Di Nanggroe Aceh Darussalam (NAD) ada Tradisi "Meugang".  Meugang adalah tradisi rakyat Aceh menyambut Ramadhan dengan menyembelih lembu atau kerbau. Tradisi meugang sudah ada sejak Sultan Aceh, sekitar tahun 1.400 Masehi. Tradisi makan daging menjelang puasa, Hari Raya Idul Fitri dan Hari Raya Haji sudah mendarah daging di seluruh Aceh. Bahkan jika tidak ada uang, warga atau instansi tertentu bergotong royong mengumpulkan uang (meuripee) untuk membeli seekor kerbau. Tentu saja, ini lebih murah daripada membeli di pasar daging.  Lazimnya, janda miskin, panti asuhan, orang miskin, para dermawan, memberikan sumbangan. Intinya, selama dua hari meugang, dapur menyebarkan aroma daging. Berarti semiskin-miskin orang Aceh, paling kurang setahun tiga kali makan daging pada hari Meugang.

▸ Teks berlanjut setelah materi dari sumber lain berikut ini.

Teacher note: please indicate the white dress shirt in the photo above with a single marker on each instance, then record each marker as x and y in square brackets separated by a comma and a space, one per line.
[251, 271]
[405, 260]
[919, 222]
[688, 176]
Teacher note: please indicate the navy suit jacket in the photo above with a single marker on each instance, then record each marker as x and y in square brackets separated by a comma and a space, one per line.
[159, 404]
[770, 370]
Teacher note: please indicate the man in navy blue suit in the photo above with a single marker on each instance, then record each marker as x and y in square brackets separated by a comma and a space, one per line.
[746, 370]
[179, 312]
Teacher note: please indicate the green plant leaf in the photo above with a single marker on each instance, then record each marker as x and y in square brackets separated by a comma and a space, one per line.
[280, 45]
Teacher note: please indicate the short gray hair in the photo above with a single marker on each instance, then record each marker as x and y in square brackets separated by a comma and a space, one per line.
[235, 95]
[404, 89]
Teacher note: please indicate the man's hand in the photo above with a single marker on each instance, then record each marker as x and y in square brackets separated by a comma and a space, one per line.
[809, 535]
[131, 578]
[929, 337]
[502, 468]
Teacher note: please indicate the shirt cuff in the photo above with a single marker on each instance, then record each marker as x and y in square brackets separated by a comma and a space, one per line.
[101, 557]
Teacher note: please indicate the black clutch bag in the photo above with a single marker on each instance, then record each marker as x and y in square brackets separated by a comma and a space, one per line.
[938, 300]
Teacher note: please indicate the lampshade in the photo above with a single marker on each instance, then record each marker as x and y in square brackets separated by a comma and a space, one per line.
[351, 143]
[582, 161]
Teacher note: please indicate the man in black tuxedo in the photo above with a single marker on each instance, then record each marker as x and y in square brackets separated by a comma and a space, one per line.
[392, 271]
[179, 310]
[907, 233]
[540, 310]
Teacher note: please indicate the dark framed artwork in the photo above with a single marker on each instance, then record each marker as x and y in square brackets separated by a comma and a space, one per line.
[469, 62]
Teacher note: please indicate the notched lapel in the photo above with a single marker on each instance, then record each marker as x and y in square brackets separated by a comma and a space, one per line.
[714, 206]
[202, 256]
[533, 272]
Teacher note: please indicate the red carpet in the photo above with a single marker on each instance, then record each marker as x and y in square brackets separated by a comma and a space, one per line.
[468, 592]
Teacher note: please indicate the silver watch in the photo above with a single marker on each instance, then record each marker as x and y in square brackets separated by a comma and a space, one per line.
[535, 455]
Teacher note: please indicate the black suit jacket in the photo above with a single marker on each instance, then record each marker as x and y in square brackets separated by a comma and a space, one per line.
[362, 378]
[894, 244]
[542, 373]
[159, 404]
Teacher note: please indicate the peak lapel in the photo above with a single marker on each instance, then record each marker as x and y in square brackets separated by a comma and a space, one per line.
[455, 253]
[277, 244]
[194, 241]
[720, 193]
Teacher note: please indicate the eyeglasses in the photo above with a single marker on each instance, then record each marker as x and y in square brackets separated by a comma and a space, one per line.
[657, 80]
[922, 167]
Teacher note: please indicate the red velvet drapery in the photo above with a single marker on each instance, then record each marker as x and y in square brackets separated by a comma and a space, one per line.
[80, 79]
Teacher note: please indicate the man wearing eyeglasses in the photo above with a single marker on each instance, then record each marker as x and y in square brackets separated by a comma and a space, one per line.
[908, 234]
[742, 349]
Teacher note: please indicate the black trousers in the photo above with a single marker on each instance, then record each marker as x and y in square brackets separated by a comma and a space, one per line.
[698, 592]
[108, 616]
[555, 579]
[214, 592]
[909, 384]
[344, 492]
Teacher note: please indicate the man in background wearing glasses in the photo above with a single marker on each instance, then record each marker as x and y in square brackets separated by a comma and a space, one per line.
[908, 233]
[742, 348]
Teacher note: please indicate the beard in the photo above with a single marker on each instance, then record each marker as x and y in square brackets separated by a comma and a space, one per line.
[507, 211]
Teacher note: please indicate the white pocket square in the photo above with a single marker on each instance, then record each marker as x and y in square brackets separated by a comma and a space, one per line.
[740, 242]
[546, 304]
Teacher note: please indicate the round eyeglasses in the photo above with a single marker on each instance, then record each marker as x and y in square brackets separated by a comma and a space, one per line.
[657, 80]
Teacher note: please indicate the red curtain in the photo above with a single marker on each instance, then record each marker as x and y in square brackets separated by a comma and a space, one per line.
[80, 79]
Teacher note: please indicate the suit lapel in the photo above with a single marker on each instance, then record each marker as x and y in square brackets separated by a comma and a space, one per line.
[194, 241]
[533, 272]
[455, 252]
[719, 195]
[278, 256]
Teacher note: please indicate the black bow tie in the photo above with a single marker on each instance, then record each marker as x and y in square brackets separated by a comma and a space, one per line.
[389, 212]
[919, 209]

Di Surabaya, menjelang Ramadan ada tradisi yang disebut megengan. Konon, tradisi ini dimulai dari kawasan Ampel, di sekitar Masjid Ampel, Surabaya. Megengan ditandai dengan makan apem, semacam serabi tebal berdiameter sekitar 15 senti, dibuat dari tepung beras. Apemnya nyaris tawar, seperti kue mangkok yang dipakai warga keturunan Tionghoa untuk sembahyangan menjelang Imlek.
Diduga nama apem atau apam berasal dari kata afwan dalam bahasa Arab yang berarti maaf. Tradisi makan apem ini untuk memaknai permintaan maaf kepada sesama saudara, kerabat, dan teman. Sebetulnya, yang terjadi bukanlah sekadar tradisi makan apem, melainkan melaksanakan selamatan atau tahlilan dengan hidangan apem dan pisang raja untuk mendoakan arwah saudara dan kerabat yang telah meninggal, sekaligus minta maaf. Setelah tahlilan, apem dan pisang dibagikan kepada semua keluarga dan tetangga.
Di kalangan kaum jamaah (keturunan Arab) di lingkungan Ampel, Surabaya, apemnya dibuat dari tepung terigu, lebih besar dan tebal, rasanya pun lebih manis - disebut pukis. Ada lagi apem bentuk lain yang lebih khas Arab dan disebut camer. Camer biasanya dibuat dengan tape atau peuyeum, mungkin sekali sebagai pengganti ragi - karena di dalam tape masih ada ragi yang hidup.